Petabytes of data are generated each day by emerging Internet of Things (IoT), but only few of them can be finally collected and used for Machine Learning (ML) purposes due to the apprehension of data & privacy leakage, which seriously retarding MLs growth. To alleviate this problem, Federated learning is proposed to perform model training by multiple clients combined data without the dataset sharing within the cluster. Nevertheless, federated learning introduces massive communication overhead as the synchronized data in each epoch is of the same size as the model, and thereby leading to a low communication efficiency. Consequently, variant methods mainly focusing on the communication rounds reduction and data compression are proposed to reduce the communication overhead of federated learning.
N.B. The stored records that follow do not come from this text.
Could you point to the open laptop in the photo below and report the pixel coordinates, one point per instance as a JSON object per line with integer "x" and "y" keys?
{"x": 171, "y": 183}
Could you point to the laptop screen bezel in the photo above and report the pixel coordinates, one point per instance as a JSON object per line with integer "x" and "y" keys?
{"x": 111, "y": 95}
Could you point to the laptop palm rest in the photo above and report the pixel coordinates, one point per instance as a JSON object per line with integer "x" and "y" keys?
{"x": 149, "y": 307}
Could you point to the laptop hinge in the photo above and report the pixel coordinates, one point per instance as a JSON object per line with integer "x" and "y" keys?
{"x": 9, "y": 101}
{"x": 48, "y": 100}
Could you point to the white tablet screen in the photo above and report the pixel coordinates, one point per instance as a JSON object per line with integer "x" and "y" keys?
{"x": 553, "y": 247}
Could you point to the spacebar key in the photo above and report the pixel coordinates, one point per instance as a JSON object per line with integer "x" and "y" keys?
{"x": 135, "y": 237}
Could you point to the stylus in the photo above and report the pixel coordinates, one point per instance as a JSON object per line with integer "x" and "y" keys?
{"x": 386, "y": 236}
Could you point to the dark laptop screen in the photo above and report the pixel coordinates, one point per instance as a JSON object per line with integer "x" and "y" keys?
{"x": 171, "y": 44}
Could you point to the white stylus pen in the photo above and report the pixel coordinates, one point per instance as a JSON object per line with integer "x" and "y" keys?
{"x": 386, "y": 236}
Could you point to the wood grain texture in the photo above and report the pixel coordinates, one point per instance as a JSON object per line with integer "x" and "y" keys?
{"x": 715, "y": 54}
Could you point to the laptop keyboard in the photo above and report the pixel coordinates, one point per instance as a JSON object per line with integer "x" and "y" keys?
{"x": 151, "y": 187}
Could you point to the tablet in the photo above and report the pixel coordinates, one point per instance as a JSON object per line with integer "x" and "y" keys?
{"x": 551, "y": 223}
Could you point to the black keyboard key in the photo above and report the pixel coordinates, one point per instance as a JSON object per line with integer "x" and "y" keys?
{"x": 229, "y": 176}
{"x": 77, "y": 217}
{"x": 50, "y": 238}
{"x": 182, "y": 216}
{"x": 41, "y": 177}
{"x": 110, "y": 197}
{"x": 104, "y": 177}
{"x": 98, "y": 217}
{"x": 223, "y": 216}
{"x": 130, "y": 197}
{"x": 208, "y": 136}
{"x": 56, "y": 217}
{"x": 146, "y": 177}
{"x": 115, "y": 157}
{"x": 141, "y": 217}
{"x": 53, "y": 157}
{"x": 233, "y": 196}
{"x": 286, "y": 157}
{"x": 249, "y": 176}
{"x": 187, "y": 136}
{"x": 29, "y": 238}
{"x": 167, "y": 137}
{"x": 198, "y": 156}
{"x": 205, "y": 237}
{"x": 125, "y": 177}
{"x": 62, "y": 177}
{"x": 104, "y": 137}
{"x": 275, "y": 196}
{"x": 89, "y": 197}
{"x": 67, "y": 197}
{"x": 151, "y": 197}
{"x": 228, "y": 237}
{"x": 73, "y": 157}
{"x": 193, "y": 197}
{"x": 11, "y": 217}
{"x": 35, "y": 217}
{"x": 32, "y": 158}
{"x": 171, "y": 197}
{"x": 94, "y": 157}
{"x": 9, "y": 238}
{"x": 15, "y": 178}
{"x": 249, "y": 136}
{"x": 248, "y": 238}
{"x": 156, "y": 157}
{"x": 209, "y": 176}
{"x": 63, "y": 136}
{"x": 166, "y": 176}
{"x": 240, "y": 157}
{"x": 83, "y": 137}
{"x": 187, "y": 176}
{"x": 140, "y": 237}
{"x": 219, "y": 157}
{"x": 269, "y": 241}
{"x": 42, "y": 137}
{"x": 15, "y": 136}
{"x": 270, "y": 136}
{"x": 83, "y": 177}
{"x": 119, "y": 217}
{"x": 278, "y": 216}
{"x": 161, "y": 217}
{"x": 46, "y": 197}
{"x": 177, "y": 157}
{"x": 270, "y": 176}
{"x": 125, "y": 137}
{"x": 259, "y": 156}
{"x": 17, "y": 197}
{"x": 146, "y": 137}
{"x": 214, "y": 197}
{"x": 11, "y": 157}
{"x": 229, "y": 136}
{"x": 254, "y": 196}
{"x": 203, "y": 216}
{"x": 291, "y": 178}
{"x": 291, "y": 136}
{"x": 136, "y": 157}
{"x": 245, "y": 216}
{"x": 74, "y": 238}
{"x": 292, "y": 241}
In this paper, we propose Overlap-FedAvg, a framework that parallels the model training phase with model uploading & downloading phase, so that the latter phase can be totally covered by the former phase. Compared to vanilla FedAvg, Overlap-FedAvg is further developed with a hierarchical computing strategy, a data compensation mechanism and a nesterov accelerated gradients~(NAG) algorithm. Besides, Overlap-FedAvg is orthogonal to many other compression methods so that they can be applied together to maximize the utilization of the cluster. Furthermore, the theoretical analysis is provided to prove the convergence of the proposed Overlap-FedAvg framework. Extensive experiments on both conventional and recurrent tasks with multiple models and datasets also demonstrate that the proposed Overlap-FedAvg framework substantially boosts the federated learning process.